To analyze the spectroscopic characteristics of purified KR2-WT and the R109Q mutant in variable ionic and pH conditions, different buffers were utilized. Steady-state absorption was measured at pH 8.0 (50 mM Tris-C6H8O7), pH 9.0 (50 mM glycine-N-methyl-D-glucamine [NMG]), and pH 10.0 (50 mM glycine-NMG). The salt conditions were 150 mM NaCl, LiCl, or KCl. In the case of steady-state absorption measurements at pH 9.0, a salt concentration of 110 mM was used. Flash photolysis measurements were performed with 150 mM NaCl at pH 8.0 (50 mM Tris-HCl) and with 150 mM KCl at pH 10.0 (50 mM glycine-NMG). All buffer exchange was performed using PD-10 Desalting Columns, with Sephadex G-25 resin (GE Healthcare Life Sciences).
Ultraviolet-visible spectroscopy
Steady-state ultraviolet-visible absorption spectra were recorded using a Cary 300 spectrophotometer (Varian, Palo Alto, CA) at a spectral resolution of 1 nm and at room temperature (22°C). The LKS.60 Laser Flash Photolysis Spectrometer (Applied Photophysics, Leatherhead, UK), with modifications, was used to measure microsecond-to-second changes in multiwavelength data sets at a resolution of 0.4 nm. To excite the sample, the laser pulse was tuned to 530 nm using the MagicPrism Inline Tunable Optical Parametric Oscillator (Opotek, Carlsbad, CA), which was pumped via the third harmonic of a BrilliantB Nd:YAG laser (Quantel, Newbury, UK). The laser energy was adjusted to 5 mJ/shot and a pulse duration of 10 ns, and changes in absorption were measured with a 150 W Xenon lamp (Osram, Munich, Germany). The transient spectra were recorded using an Andor iStar ICCD camera (DH734; Andor Technology, Belfast, UK), at 36 different time points between 1 μs and 1 s (five points per decade, isologarithmically). To ensure complete recovery of the dark state before the following recording, the sample was held in the dark for 30 s, and the resulting data sets were averaged over at least 10 cycles.

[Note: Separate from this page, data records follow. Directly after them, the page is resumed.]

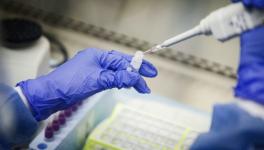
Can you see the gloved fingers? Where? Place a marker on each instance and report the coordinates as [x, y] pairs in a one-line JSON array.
[[146, 69], [122, 79], [114, 62]]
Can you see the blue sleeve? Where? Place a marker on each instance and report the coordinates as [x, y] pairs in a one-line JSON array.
[[17, 125]]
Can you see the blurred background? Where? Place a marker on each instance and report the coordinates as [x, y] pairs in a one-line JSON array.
[[198, 72]]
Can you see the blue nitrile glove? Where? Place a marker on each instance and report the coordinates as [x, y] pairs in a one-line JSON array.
[[252, 3], [232, 128], [250, 83], [89, 72]]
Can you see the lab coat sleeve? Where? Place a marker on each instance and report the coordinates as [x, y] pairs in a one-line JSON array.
[[17, 124]]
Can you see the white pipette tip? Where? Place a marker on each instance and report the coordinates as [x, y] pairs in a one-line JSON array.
[[154, 49], [136, 61]]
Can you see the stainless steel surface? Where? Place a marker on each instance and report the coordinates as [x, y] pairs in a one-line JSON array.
[[150, 20], [153, 21]]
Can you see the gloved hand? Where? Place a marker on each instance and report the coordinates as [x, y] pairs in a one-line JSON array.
[[250, 83], [252, 3], [89, 72], [232, 128]]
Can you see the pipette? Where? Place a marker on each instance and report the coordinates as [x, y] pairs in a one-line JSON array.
[[224, 24]]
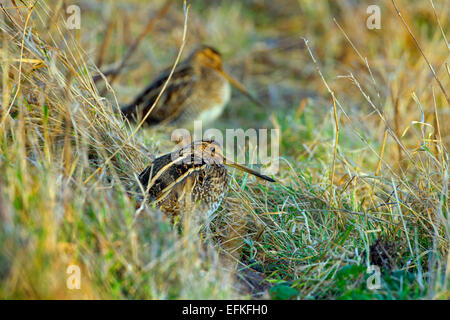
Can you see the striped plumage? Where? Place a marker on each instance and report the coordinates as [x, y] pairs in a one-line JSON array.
[[198, 90], [193, 176]]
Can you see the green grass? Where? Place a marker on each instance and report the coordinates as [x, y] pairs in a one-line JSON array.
[[67, 160]]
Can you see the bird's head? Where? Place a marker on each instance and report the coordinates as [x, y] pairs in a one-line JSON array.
[[209, 57], [212, 153]]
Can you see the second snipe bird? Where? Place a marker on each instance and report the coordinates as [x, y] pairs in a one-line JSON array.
[[194, 176], [199, 90]]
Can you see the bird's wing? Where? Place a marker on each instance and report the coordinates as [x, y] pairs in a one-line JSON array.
[[170, 104]]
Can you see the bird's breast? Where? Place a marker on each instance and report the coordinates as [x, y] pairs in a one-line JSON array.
[[216, 102]]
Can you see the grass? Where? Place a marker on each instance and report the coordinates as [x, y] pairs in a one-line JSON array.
[[309, 236]]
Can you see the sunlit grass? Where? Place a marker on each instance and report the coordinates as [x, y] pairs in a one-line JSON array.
[[303, 238]]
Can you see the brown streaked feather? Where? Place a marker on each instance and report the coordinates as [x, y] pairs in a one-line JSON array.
[[171, 102]]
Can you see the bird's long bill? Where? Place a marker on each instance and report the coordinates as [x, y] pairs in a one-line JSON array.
[[240, 87], [248, 170]]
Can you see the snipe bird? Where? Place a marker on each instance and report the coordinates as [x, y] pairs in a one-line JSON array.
[[198, 90], [193, 176]]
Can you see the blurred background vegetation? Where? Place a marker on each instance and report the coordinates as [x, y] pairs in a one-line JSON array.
[[377, 196]]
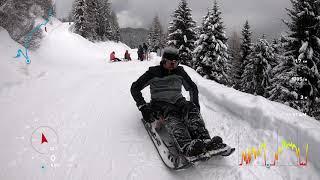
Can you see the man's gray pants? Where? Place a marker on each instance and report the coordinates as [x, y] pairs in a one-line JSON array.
[[182, 121]]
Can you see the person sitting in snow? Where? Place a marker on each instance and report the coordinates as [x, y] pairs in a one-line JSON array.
[[182, 118], [113, 57], [145, 51], [140, 53], [127, 56]]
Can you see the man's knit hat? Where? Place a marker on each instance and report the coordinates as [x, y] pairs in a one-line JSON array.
[[170, 53]]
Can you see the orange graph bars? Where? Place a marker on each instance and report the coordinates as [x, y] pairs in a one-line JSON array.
[[254, 153]]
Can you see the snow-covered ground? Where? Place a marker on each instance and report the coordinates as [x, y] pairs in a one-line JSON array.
[[70, 88]]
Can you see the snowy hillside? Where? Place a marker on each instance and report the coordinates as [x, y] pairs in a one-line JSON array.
[[92, 126]]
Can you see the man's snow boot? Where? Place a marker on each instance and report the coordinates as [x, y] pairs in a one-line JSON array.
[[215, 143], [194, 148]]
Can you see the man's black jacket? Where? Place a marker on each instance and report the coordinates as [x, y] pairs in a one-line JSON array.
[[164, 85]]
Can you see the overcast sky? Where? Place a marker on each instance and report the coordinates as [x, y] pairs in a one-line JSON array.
[[264, 15]]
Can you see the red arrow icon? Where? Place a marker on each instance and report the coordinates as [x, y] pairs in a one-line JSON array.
[[43, 139]]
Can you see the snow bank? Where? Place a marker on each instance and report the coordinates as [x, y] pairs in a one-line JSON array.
[[261, 113]]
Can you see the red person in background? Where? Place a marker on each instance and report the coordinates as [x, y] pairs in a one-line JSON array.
[[113, 57], [127, 56]]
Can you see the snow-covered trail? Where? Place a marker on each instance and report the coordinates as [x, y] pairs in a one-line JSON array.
[[88, 103]]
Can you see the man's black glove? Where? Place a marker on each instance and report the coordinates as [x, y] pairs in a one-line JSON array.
[[147, 113]]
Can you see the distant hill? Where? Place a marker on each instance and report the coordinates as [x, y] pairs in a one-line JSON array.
[[133, 37]]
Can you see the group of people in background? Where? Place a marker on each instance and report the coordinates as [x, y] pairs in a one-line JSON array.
[[143, 52], [113, 57]]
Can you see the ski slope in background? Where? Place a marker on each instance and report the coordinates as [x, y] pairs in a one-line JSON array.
[[70, 87]]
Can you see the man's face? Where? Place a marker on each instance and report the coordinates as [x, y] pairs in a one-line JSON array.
[[170, 64]]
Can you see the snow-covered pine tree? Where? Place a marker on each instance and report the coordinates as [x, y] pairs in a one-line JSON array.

Primary data analysis was performed using MATLAB R2016b (The MathWorks, Natick, MA) to calculate difference spectra and reconstruct the three-dimensional spectra. Global analysis of the spectral data sets was performed with Glotaran 1.5.1 (Vrije Universiteit Amsterdam, Netherlands) (18). Singular value decomposition analysis of the data was used to determine the number of significant components needed to reconstruct the signal from the data sets, enabling noise reduction.
Results
WT photocurrents in oocytes
We initially measured the photocurrents of KR2-WT in Xenopus oocytes and found that these were barely detectable. However, addition of the H+/K+-ATPase β-subunit fragment (“βHK”) to the N-terminus improved the photocurrents substantially (Fig. S1, B and C), a strategy first established for bacteriorhodopsin (BR) (19). Therefore, unless otherwise stated, all measurements in Xenopus oocytes were performed with this KR2βHK construct (named KR2 in the following). KR2 photocurrents reached values up to 150 nA depending on the voltage, the extracellular pH value (pHo), and the ionic conditions (Fig. 1 B; Fig. S5 A). The characteristic initial transient peak after light on is followed by stationary photocurrents (Fig. 1 C), and overall, these results for KR2-WT are consistent with earlier reports (13, 15, 17). We further found that photocurrents and pHo dependence are unaffected by the replacement of extracellular NaCl with KCl (Fig. S5 A). In contrast, stationary photocurrent amplitudes are slightly reduced by replacement of extracellular sodium or potassium ions with NMG-Cl, LiCl, MgCl2, or CaCl2 (Figs. S5 A and S6 C). However, under all conditions, photocurrents were found to be positive, confirming the outward-directed pumping activity of KR2. Photocurrents of other sodium pumps, including those from Nonlabens dokdonensis (NdR2), N. marinus (NMR2), Nonlabens sp. YIK11, Gillisia limnaea, Indibacter alkaliphilus, and Truepera radiovictrix (TrNaR1 and TrNaR2) (12, 20, 21, 22, 23, 24, 25, 26, 27), were also measured with and without βHK-targeting, but in all cases, the currents remained poor compared to KR2βHK (Fig. S1, A, B, and D; alignment in Fig. S2).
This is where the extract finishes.